A Snarky Puppy fez o que nós esperávamos. Improvisou como sempre, se divertiu como nunca e entre longas jam’s, as únicas pausas existentes foram pontuais. O grupo era ovacionado, take após take. É até injusto chamar esses caras de banda, o requinte, o feeling, a mistura de estilos, a virtuose dessa união…
É impressionante como eles dominam as composições, fazem arranjos dos mais intrincados e desenvolvem os mesmos dando risada. A interação com a platéia também foi um destaque, ouvi relatos de pessoas que se diziam cançadas de aplaudir, pois depois de pouco mais de 2 horas de show, as passagens seguiam absurdas, o feeling estupendo, e os caras ali, brincando.
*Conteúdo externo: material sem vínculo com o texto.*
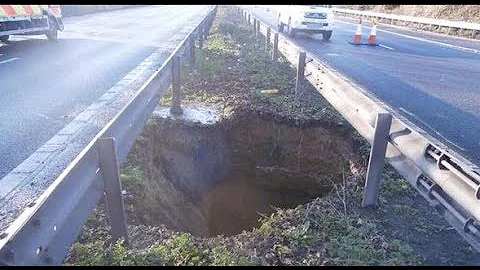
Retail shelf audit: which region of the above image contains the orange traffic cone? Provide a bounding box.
[368,20,378,46]
[353,18,362,44]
Não importa se você toca Jazz ou música experimental, o som perde seu brilho depois que tudo fica sério demais. A Snarky Puppy é uma dádiva, uma união de músicos absurdos, chefiados por um baixista maluco o suficiente para mostrar que o lance é se divertir, a evolução é uma consequência natural desse fenômeno, e se for para possuir essa classe, eu prefiro dizer que sou contemporâneo desses caras… É por causa de bandas desse nível que o Jazz sente o que é ser Cool novamente!